The exhibition features a number of ‘bus stops,’ each one telling the story of an individual or small group of people who took a stand against injustice during the civil rights movement. It starts with a map, detailing the dates and locations of 21 important moments in the civil rights movement during the 1950s and 60s. As a Geographer I may be biased, but I always find maps a really helpful way of contextualising examples and getting my head around the bigger picture.
Each ‘bus stop’ features text, images, quotations, and recorded interviews or a poem written by local schoolchildren in response to the exhibition.
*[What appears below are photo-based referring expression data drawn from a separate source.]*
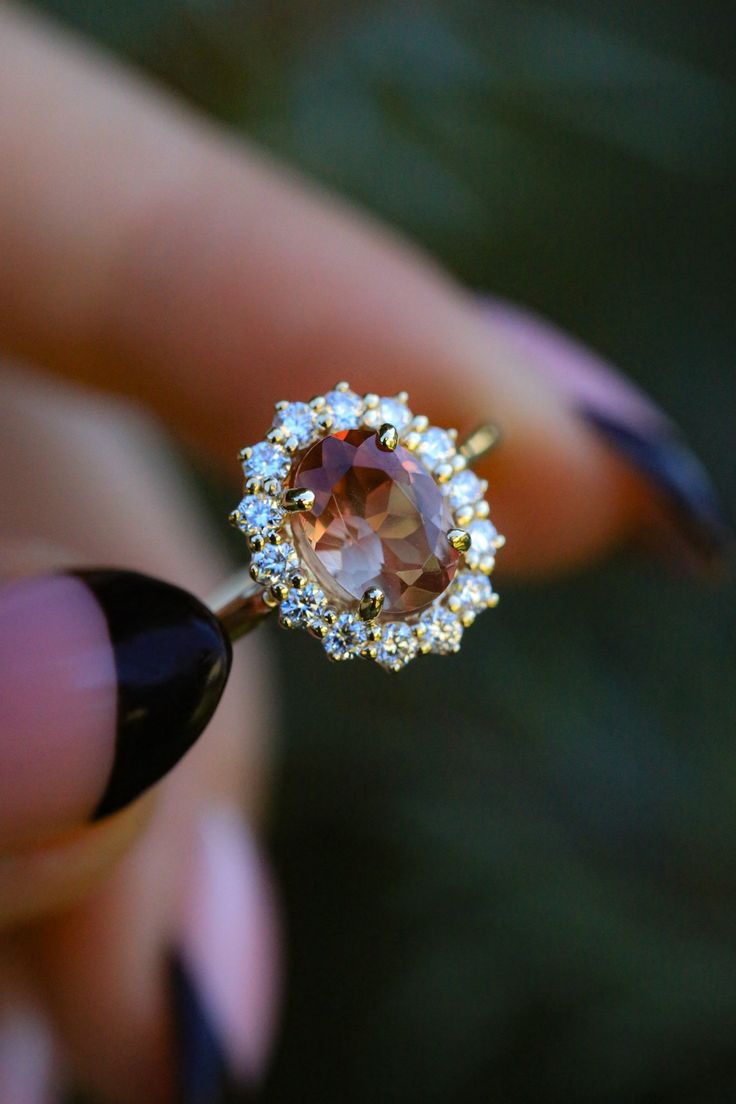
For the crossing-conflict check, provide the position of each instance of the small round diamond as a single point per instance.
(473, 591)
(273, 562)
(443, 630)
(344, 407)
(464, 489)
(392, 411)
(266, 462)
(302, 606)
(397, 646)
(482, 534)
(347, 637)
(297, 421)
(258, 511)
(436, 447)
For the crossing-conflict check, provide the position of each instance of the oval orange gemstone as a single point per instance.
(379, 520)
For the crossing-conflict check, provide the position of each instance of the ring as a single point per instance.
(366, 528)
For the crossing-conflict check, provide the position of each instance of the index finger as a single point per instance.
(148, 253)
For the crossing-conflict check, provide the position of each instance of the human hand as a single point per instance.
(147, 255)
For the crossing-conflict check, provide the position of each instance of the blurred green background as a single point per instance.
(511, 877)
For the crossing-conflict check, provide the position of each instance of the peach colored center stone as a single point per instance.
(379, 520)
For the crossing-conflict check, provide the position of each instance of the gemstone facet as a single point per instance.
(379, 520)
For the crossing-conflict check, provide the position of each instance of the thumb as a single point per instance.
(106, 679)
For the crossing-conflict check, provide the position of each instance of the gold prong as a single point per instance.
(297, 499)
(479, 443)
(459, 539)
(371, 604)
(386, 437)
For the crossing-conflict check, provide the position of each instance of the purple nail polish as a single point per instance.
(631, 424)
(224, 972)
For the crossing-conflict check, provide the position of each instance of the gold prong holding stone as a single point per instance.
(387, 437)
(297, 499)
(371, 604)
(459, 539)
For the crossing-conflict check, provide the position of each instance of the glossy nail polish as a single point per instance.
(106, 679)
(172, 660)
(631, 424)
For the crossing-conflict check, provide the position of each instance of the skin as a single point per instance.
(151, 256)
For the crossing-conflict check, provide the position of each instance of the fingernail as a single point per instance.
(692, 518)
(106, 679)
(224, 969)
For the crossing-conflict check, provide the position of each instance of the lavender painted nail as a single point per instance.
(631, 424)
(224, 969)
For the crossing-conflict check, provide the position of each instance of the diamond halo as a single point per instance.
(295, 581)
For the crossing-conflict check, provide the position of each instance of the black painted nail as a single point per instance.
(686, 489)
(692, 519)
(201, 1070)
(172, 660)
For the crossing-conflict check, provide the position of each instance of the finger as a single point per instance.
(106, 679)
(162, 261)
(103, 964)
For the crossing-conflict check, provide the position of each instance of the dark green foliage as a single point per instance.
(512, 876)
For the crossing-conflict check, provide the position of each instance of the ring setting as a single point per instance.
(368, 527)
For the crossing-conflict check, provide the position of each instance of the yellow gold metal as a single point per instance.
(371, 604)
(479, 443)
(297, 499)
(386, 437)
(459, 539)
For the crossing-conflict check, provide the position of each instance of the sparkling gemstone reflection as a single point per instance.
(379, 520)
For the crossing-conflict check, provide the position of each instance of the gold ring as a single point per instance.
(366, 527)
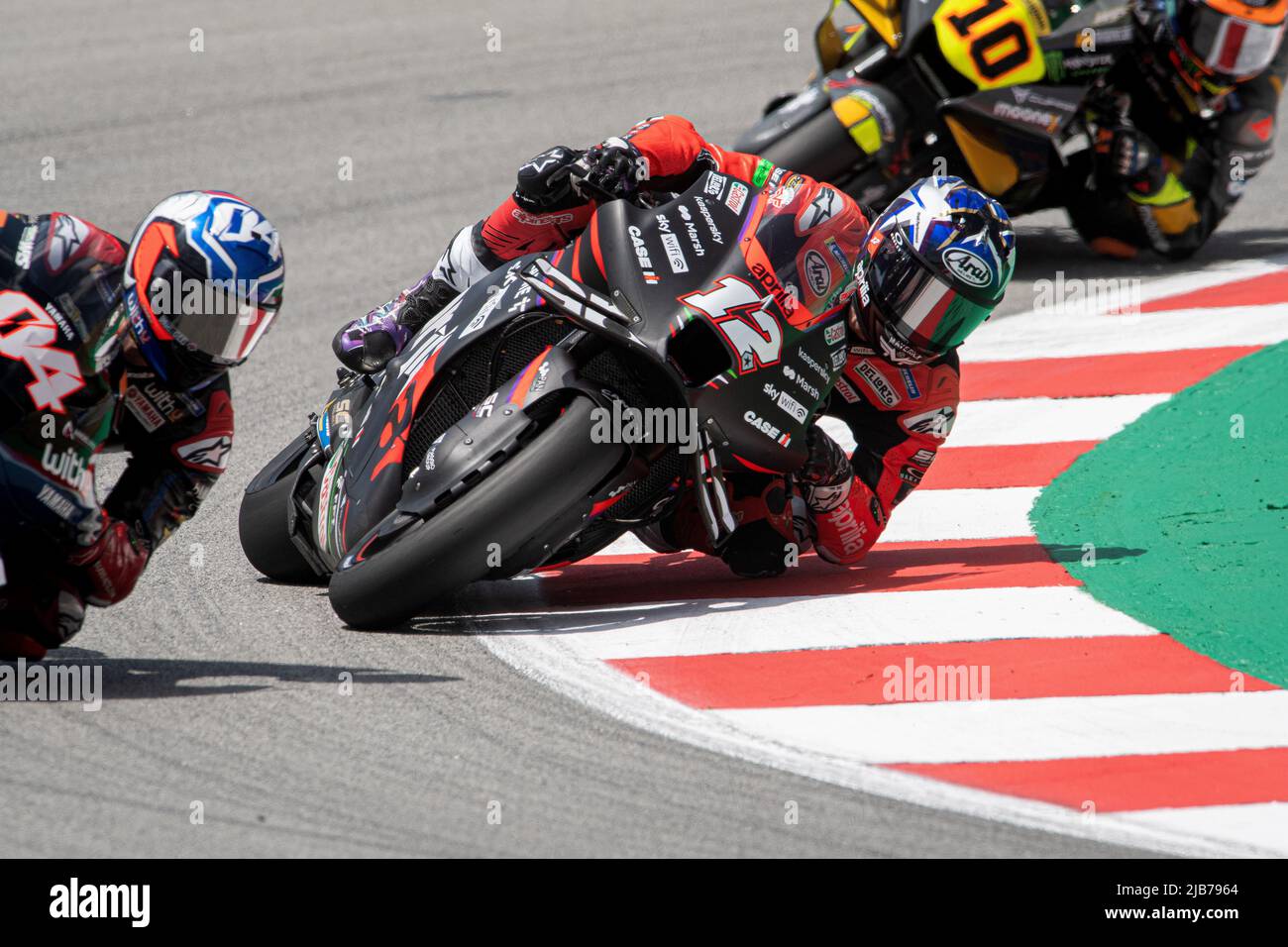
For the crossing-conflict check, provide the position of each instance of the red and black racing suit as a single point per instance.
(69, 388)
(897, 415)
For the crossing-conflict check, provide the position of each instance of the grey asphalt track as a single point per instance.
(224, 689)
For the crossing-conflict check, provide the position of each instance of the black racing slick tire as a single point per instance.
(262, 525)
(531, 493)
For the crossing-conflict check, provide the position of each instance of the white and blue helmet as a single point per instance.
(202, 283)
(932, 266)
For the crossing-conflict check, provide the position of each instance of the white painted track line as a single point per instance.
(837, 621)
(1256, 823)
(1028, 729)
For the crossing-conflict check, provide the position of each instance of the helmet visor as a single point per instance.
(915, 304)
(217, 318)
(1233, 46)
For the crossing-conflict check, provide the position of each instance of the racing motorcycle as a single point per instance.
(910, 88)
(489, 446)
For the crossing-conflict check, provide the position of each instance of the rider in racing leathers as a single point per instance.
(106, 344)
(1194, 124)
(909, 312)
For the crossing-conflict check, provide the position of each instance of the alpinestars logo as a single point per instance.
(936, 423)
(207, 454)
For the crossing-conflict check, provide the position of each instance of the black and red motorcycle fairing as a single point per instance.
(471, 457)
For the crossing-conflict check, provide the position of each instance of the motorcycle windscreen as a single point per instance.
(845, 24)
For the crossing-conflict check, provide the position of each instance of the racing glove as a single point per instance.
(1129, 158)
(545, 182)
(368, 343)
(108, 569)
(827, 474)
(614, 167)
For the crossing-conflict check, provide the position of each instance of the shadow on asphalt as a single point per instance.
(591, 595)
(125, 678)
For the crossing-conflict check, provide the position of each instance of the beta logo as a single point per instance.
(966, 265)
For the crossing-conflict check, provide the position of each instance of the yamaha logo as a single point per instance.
(966, 265)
The final example represents the Greensboro Sit-ins, when four black students sat at the lunch counter in an all-white restaurant and refused to leave. It also encourages visitors to interact with the exhibition, filling out labels about how they can take action for social justice. There is also a map of the UK labelled with important social justice campaigns which visitors are asked to contribute to. These interactive elements highlight the importance of properly maintaining exhibitions; the labels for people to write on had run out, which meant that no one else could contribute. It is a minor issue, but demonstrates that a museum’s work isn’t finished once the exhibition opens.
There is also a section for radical zines, self-published magazines that are frequently produced by activists. The Represent! exhibition at the People’s History Museum in Manchester (open until the 3rd of February 2019) also has a section for zines; perhaps this is an emerging trend amongst museums. It is also quite common now for exhibitions to feature sounds, speech, and/or music played out loud, so the visitor has no choice but to listen. The Journey to Justice Jukebox plays songs associated with the civil rights movement. I find speech played out loud in museums distracting, as I struggle to listen to one set of words and read another at the same time, but music I can deal with. In this case it adds an extra dimension to the exhibition, illustrating the relationship between the civil rights movement and popular culture, and highlighting the role music can play in motivating and inspiring activists.
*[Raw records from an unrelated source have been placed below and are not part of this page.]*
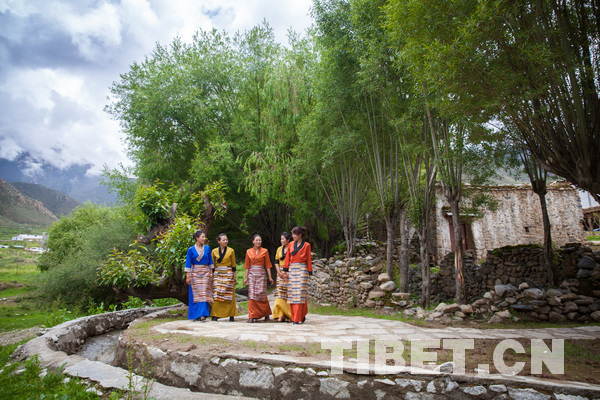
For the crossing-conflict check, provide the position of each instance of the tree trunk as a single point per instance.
(404, 252)
(547, 240)
(389, 265)
(458, 252)
(425, 287)
(173, 287)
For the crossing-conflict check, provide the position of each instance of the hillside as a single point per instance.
(55, 201)
(18, 208)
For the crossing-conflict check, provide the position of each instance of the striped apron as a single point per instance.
(201, 283)
(223, 282)
(298, 288)
(257, 283)
(282, 288)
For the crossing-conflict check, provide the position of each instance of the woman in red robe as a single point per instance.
(299, 266)
(257, 268)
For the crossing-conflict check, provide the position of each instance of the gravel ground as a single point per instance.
(17, 336)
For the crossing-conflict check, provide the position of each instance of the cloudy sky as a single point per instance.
(58, 59)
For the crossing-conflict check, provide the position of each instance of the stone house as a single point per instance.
(517, 220)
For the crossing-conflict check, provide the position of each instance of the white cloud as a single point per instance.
(59, 59)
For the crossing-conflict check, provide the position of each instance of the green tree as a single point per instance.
(533, 65)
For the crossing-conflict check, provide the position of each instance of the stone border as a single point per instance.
(56, 348)
(273, 376)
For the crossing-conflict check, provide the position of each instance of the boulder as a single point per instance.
(501, 290)
(466, 308)
(587, 263)
(570, 306)
(535, 293)
(556, 317)
(584, 274)
(373, 294)
(389, 286)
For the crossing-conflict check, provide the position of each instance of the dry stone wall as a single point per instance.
(517, 219)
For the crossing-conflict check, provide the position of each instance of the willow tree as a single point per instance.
(534, 65)
(420, 168)
(360, 65)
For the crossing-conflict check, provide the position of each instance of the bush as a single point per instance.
(72, 273)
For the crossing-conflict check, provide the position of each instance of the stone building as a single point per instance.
(517, 220)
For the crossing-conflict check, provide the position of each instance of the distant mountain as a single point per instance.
(18, 208)
(55, 201)
(72, 181)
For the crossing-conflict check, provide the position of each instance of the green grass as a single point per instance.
(27, 383)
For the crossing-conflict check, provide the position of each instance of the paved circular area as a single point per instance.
(319, 328)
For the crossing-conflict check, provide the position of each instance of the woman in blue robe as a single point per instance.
(199, 268)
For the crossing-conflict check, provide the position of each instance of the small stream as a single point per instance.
(101, 348)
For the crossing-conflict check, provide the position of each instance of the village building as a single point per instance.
(516, 220)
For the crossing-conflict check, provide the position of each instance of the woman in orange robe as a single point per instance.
(299, 266)
(257, 267)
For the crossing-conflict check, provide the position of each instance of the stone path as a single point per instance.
(336, 328)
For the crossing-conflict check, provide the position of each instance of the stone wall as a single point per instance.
(511, 265)
(362, 282)
(518, 219)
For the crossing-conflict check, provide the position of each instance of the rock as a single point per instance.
(475, 390)
(527, 394)
(553, 293)
(451, 308)
(587, 263)
(466, 308)
(501, 290)
(334, 388)
(445, 368)
(568, 297)
(534, 293)
(496, 319)
(584, 300)
(584, 274)
(498, 388)
(257, 378)
(570, 306)
(376, 268)
(554, 301)
(556, 317)
(389, 286)
(374, 294)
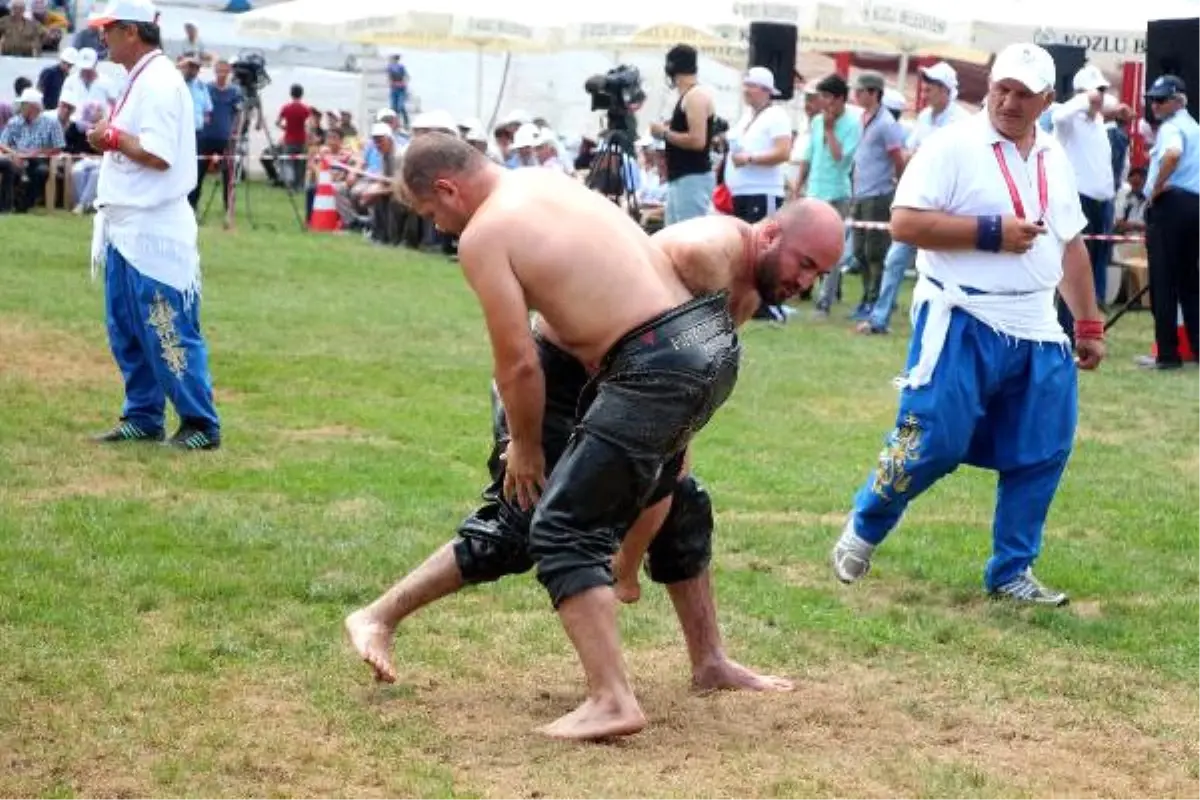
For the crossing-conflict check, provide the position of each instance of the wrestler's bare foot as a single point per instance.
(598, 719)
(373, 642)
(724, 674)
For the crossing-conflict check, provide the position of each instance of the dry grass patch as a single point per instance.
(53, 359)
(852, 731)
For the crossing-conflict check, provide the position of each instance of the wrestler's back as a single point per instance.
(585, 265)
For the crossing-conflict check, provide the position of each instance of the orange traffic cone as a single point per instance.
(1185, 343)
(324, 205)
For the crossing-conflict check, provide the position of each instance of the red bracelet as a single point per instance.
(1090, 330)
(112, 139)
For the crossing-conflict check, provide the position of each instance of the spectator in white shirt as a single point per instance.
(1079, 127)
(760, 144)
Journey to Justice is a small exhibition with ambitious goals. It aims to use the history of the civil rights movements to encourage people to take their own stand for social justice. Whilst I am not convinced that a museum exhibition is an effective method of creating activists, I do think it is a thoughtful and interesting exhibition that is well worth a visit. The exhibition will continue to tour the country when it’s stint in Liverpool finishes, visiting London, Edinburgh, Leeds, and Leicester over the next few years, so don’t worry if Merseyside is a little too far for you to travel!